To make sure that there is an even consolidation and whey drainage, turning is important. At each turn, you will notice that the cheese has formed smoother surface and rests lower in the mold.
5b. The cheese should be kept at room temperature until evening to allow the final acid to develop. Whey will continue to weep during this time.
Then move it to a cooler space for it to rest overnight. (Make sure the aging space is at 52-54F).
6. This blue cheese needs to be salted over a period of 4-5 days with dry salt. It will receive less salt than most of the other blue cheese which results in a slightly milder flavor in the finished cheese.
Weigh out 2.5% of the cheese weight in salt. The final weight of this recipe should approximately be 6.5lbs, therefore the salt required is 2.4oz by weight.

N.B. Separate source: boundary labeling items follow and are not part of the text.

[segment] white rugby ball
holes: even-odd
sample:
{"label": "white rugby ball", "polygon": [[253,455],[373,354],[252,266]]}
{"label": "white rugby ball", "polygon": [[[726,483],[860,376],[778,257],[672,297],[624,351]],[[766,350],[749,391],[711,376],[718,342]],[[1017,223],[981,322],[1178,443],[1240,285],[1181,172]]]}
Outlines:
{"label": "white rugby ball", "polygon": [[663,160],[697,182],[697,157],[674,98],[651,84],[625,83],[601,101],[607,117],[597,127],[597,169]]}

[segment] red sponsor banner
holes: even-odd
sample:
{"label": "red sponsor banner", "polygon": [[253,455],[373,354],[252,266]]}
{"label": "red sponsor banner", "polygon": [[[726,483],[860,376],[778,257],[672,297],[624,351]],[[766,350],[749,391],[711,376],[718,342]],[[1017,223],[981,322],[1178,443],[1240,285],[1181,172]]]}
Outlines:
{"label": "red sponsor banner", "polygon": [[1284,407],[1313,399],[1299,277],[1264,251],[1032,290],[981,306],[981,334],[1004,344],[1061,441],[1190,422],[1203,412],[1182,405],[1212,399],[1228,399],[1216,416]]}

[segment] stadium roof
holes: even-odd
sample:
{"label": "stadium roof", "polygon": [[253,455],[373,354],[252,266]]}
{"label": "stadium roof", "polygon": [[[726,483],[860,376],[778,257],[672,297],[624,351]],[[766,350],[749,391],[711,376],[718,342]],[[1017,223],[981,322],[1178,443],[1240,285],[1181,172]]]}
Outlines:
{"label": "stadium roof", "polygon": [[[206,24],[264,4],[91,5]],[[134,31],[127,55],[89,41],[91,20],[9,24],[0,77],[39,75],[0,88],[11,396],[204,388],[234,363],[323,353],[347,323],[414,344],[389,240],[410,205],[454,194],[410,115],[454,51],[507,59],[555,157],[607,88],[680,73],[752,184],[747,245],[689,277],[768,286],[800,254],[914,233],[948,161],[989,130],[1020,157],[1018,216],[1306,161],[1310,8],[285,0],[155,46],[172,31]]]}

Salt by applying 30% of the salt to the top surface and spread it evenly to the edges and then rub as much as you can into the sides. The sides will get less salt but they will also get treated twice as much. Allow 8 hrs to form its own brine and be absorbed by the cheese. You can then let the cheese rest overnight and turn it the next morning and treat the other side the same as on the first day. On the third day, the remaining salt is split between the two surfaces and the surface will have become hardened by the salt extracting moisture at the surface.
The dry salt will form a brine and be absorbed by the cheese.
For the next week, the surface will soften as the salt penetrates the cheese and interior moisture migrates to the surface.
Be sure to turn the cheese daily and maintain a high moisture of 90-95% and temperature of 46-54F. During this period, the proteins will begin to transform.
7. In around 1 week, the initial protein changed of the cheese will be well underway meaning that it is time to punch holes to aerate the cheese for mold growth. There should be many small openings internally from the care preserving curd structure through the draining process. If there are not any openings, you will only see blue developing in the holes you punch. You can use a skewer to make these holes about 1 inch apart on both the top and bottom surface and extending about 2/3 the way into the cheese.
Once you have made the holes, you will need to turn the cheese daily to even out the air flow. You should see signs of blue mold growing internally and a bit on the surface after around 3 weeks.
If the surface remains too moist, you will see a rose to orange colored surface developing and if less moisture, a slight white drier surface mold will develop.
In a good aging space that is well controlled, the cheese can be stored on their edges for better air flow. You can turn them about a quarter turn every day.
The cheese will be ready in about 60-75 days depending on how you define ready.
It will take a lot of patience to get this cheese right but it will definitely be worth it.